LABYRINTH. Dir. Jim Henson. Screenplay by Terry Jones. Prod. George Lucas. Perf. Jennifer Connelly e David Bowie. Jim Henson, 1986. DVD.

JAMISON, Anne Elizabeth. Fic. Por que a fanfiction está dominando o mundo. Rio de Janeiro: Rocco, 2017.

JONES, Bethan. I’ll see you again in twenty five years: Life Course Fandom, Nostalgia and Cult Television Revivals" Open Cultural Studies 7, no. 1, 2023. https://doi.org/10.1515/culture-2022-0169.

O'DONOGHUE, Saskia. Culture Re-View: labyrinth is released - a tale of fantasy, puppets, and sexual awakening.
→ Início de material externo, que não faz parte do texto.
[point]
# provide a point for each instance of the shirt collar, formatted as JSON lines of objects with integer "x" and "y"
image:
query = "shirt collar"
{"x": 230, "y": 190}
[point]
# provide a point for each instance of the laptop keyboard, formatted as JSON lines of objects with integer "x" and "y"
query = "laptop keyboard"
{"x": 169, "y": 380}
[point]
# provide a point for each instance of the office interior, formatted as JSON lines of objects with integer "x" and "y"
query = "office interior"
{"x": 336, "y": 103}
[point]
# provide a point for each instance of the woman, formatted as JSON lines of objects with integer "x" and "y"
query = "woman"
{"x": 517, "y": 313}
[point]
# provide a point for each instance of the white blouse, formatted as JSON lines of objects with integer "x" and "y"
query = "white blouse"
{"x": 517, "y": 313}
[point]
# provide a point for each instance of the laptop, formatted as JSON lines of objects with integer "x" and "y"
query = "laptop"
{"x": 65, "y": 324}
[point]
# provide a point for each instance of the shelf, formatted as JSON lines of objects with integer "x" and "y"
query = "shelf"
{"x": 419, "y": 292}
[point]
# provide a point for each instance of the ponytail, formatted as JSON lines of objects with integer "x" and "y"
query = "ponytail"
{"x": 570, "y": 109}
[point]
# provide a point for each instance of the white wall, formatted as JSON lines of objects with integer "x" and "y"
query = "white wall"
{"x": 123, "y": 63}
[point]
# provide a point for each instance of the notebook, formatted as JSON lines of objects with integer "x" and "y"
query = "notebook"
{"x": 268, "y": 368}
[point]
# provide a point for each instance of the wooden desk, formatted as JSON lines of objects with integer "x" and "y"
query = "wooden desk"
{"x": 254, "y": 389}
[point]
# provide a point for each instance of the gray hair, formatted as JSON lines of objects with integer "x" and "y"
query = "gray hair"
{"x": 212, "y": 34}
Labyrinth is released - a tale of fantasy, puppets, and sexual awakening. 2023. Disponível em: https://www.euronews.com/culture/2023/06/27/culture-re-view-labyrinth-is-released-a-tale-of- fantasy-puppets-and-sexual-awakening. Acesso em: 10 mar. 2024.

REILAND, C. (2015). You Remind Me of the Babe With the Power: How Jim Henson

Redefined the Portrayal of Young Girls in Fanastial Movies in His Film, Labyrinth. First Class: A Journal of First-Year Composition, 2015 (1). https://dsc.duq.edu/first-class/vol2015/iss1/7

Notas

[1] The focus of the movie wasn’t just about a girl trying to be with her “one true love” it was about her development into womanhood and the sacrifices she had to make along the way. Henson’s use of a labyrinth, then, is very significant to Sarah’s growth as a character. The labyrinth is symbolic for a journey—whether that journey might be to reach a physical goal or to grow mentally and emotionally—and a symbol for sacrifice (Reyland, 2015, p. 15).